Gauss “was shattered” by his first wife’s death and that overshadowed his personal life, according to a biography written by the University of St. Andrews. His second wife was his first wife’s best friend, and the biography explains that the marriage seemed to be one of “convenience” for Gauss. While his personal life suffered, his “work never seemed to suffer from his personal tragedy.”

According to the Complete Dictionary of Scientific Biography, “In marked contrast to this external simplicity, Gauss’s personal life was complicated and tragic. He suffered from the political turmoil and financial insecurity associated with the French Revolution, the Napoleonic period, and the democratic revolutions in Germany. He found no mathematical collaborators and worked alone most of his life. An unsympathetic father, the early death of his first wife, the poor health of his second wife, and unsatisfactory relations with his sons denied him a family sanctuary until late in life.”

He had a tenuous relationship with his children, according to a letter written by his grandson, Charles Henry Gauss.
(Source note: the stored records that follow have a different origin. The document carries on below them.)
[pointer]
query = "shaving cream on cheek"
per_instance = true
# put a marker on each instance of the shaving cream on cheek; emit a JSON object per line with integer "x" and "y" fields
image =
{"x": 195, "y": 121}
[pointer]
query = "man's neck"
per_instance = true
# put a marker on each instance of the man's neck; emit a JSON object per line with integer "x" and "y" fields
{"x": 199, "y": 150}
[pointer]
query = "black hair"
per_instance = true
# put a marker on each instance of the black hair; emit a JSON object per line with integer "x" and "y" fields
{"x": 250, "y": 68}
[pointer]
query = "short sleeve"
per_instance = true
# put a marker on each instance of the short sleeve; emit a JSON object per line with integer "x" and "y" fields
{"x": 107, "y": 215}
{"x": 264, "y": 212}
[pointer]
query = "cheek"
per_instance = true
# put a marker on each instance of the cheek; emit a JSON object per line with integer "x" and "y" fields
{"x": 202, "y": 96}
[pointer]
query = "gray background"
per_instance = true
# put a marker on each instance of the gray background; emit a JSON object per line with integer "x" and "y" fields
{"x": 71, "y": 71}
He did not want his children to follow him into mathematics or other sciences because he feared they would not match his accomplishments and would weaken his name.
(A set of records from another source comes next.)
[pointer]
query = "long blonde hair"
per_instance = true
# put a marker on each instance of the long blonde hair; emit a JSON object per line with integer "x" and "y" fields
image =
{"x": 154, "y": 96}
“What I have written will have little interest for the ordinary reader but you possibly may be interested in what I have said of my Father in so far as it gives a glimpse of the mind and temperament of Grandfather. He – that is Grandfather – did not want any of his sons to attempt mathematics for he said he did not think any of them would surpass him and he did not want the name lowered. Probably he felt the same in a measure of any other line of scientific study,” his grandson wrote in the letter.

Charles Henry Gauss’ father, Eugene, moved to America and became a businessman. Eugene’s brother, Wilhelm, also became a businessman in America, while their sister, Therese, lived with the elder Gauss until his death, caring for him.


5. Gauss Died of a Heart Attack in 1855 & His Brain Was Preserved to Be Studied

carl friedrich gauss

Carl Friedrich Gauss.

Gauss died of a heart attack on February 23, 1855, in Gottigen in the Kingdom of Hanover. He was 77. According to his obituary, Gauss died after a “protracted and painful illness, which for more than a year had exhausted his physical energies.” His death notice added his illness, “could not impair the vigor and clearness of his wondrous intellect.” The obituary noted he was called “the father of sciences.”

He was eulogized by hi son-in-law Heinrich Ewald and his close friend and biographer Wolfgang Sartorius von Waltershausen. Gauss is buried in Albanifriedhof, a graveyard in Gottigen.

Gauss’ brain was preserved after his death to be studied, but at some point it was accidentally switched with another German scientist, physician Conrad Heinrich Fuchs, who also died in Gottigen in 1855, according to the Max Planck Institute for Biophysical Chemistry. His brain was recently studied again in 2013.

“The new MRI results also demonstrate that earlier publications on the alleged Gauss brain did not provide false information. There, the mathematician’s brain was described as normal. Walter Schulz-Schaeffer, head of the Prion and Dementia Research Unit of the Institute of Neuropathology at the University Medical Center Göttingen, inspected the recent images. He confirms that the brain of the brilliant mathematician and astronomer Gauss, like that of the physician Fuchs, is largely anatomically inconspicuous. The two brains are also similar in size and weight,” the Max Planck Institute for Biophysical Chemistry wrote.

“The age-related changes in Gauss’ brain are normal for a 78-year old man. Changes in the basal ganglia could be indicative of high blood pressure,” Schulz-Schaeffer said.